In these cases, try DMs instead of the regular “please send an email to firstname.lastname@example.org,” which tends to prolong the time it takes to solve the problem.
You can send 2 or 3 DMs in a row if this allows you to answer your customer’s problem right away.
#4: Give Great Customer Service to People Who Aren’t Your Customers (yet)
Did you know you can provide amazing customer support via Twitter to people who aren’t actually your customers yet?
Helping people who have problems or questions of all sorts about your niche, but not directly your product, can be an amazing way to generate new leads.
Let me walk you through this.
When I first got started with Buffer, there wasn’t any traffic directed toward our site, but we realized there were still a lot of people asking questions about the space we were in.
Lots of great questions were floating through the Twitterverse unanswered, such as “How can I schedule tweets?”, “What is a great tool to clean out my Twitter followers?” and “What is the best social media tool to manage my stream?”
I would jump in and answer questions without even hinting at our own tool—simply being helpful and pointing people in the right direction.
You can do exactly the same thing. Whatever service you are offering, there will be a great number of people asking questions related to your field. When you just help them out, many people naturally check out what you are building and become loyal customers.
Here are 3 great tools to set up search terms so you can find those future customers’ questions:
- TweetDeck or HootSuite columns. You can easily set up search terms with the most relevant wordscontained in questions you want to answer for people. Here is one that I used:
Setup search terms to follow relevant searches for your brand.
- InboxQ: Another great way to find and answer questions from anyone is InboxQ. It works as a neat Chrome browser extension. You can save searches and receive notifications whenever there are new questions you can answer:
InboxQ is a great Chrome browser extension to keep track of people asking questions.

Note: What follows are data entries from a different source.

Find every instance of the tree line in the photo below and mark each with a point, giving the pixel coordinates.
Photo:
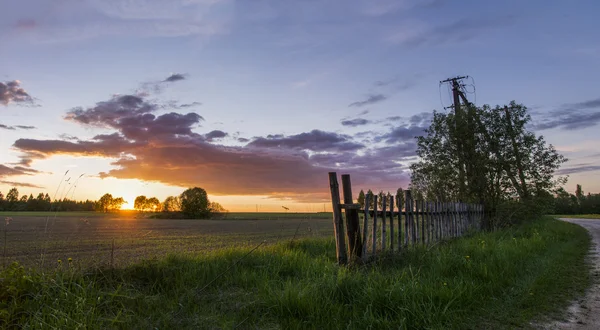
(15, 202)
(488, 155)
(193, 203)
(578, 203)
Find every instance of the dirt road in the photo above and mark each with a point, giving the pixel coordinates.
(585, 312)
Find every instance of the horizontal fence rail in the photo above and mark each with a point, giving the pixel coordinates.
(385, 229)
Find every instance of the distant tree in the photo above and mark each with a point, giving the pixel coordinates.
(172, 204)
(12, 196)
(117, 203)
(215, 207)
(140, 203)
(361, 199)
(487, 155)
(194, 203)
(153, 204)
(105, 203)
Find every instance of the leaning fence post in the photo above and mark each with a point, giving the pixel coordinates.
(383, 222)
(338, 223)
(407, 215)
(352, 222)
(399, 222)
(366, 224)
(374, 224)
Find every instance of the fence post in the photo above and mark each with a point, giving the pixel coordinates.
(383, 221)
(399, 222)
(420, 209)
(440, 215)
(352, 222)
(338, 222)
(366, 224)
(374, 224)
(427, 222)
(407, 215)
(391, 223)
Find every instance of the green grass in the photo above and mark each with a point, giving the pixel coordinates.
(579, 216)
(490, 280)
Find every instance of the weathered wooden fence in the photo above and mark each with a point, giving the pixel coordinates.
(386, 230)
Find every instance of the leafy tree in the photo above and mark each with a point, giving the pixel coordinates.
(12, 196)
(105, 203)
(194, 203)
(117, 203)
(361, 199)
(215, 207)
(486, 155)
(172, 204)
(140, 203)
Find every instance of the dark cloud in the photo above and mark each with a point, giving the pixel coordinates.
(21, 184)
(578, 169)
(402, 133)
(371, 99)
(408, 129)
(355, 122)
(315, 140)
(461, 30)
(16, 126)
(164, 148)
(570, 116)
(26, 24)
(64, 136)
(156, 87)
(175, 77)
(215, 135)
(107, 113)
(12, 92)
(187, 105)
(16, 170)
(131, 115)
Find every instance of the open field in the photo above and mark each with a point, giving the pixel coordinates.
(493, 280)
(578, 216)
(135, 214)
(41, 241)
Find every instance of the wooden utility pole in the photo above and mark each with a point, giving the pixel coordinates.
(459, 129)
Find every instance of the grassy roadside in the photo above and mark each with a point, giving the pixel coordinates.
(494, 280)
(578, 216)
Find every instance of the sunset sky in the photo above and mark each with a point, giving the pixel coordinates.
(256, 101)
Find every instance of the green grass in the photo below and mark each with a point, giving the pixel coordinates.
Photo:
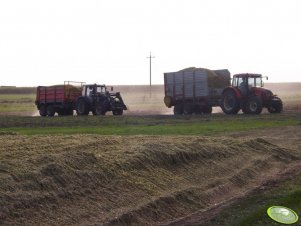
(253, 210)
(138, 125)
(17, 103)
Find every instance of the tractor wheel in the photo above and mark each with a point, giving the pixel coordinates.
(61, 112)
(118, 112)
(276, 106)
(230, 103)
(42, 110)
(69, 111)
(99, 109)
(82, 107)
(188, 109)
(253, 105)
(207, 109)
(178, 109)
(50, 111)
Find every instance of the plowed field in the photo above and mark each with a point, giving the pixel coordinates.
(140, 180)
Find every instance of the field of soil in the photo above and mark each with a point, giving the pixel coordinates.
(140, 100)
(91, 179)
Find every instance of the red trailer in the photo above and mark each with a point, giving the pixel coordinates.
(59, 99)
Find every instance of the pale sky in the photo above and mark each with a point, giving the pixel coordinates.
(97, 41)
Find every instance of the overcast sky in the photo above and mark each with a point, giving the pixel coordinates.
(48, 42)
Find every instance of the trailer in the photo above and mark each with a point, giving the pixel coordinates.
(195, 90)
(59, 99)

- Twitter Search: Although Twitter’s search tool isn’t perfect, it has some terrific customization options—especially “advanced search,” which will allow you to pin down exactly what you are looking for:
Don’t forget good old Twitter search to find great questions you can answer.
By nature, I believe that Twitter is simply a terrific place to give great customer support, but it hasn’t been fully embraced for this role by many companies yet.
I hope some of the ideas above will help you make your customers love you a lot more.
What do you think? Can you improve support for your business with some of the above tips? What else are you doing that I might have missed here? Leave your questions and comments in the box below.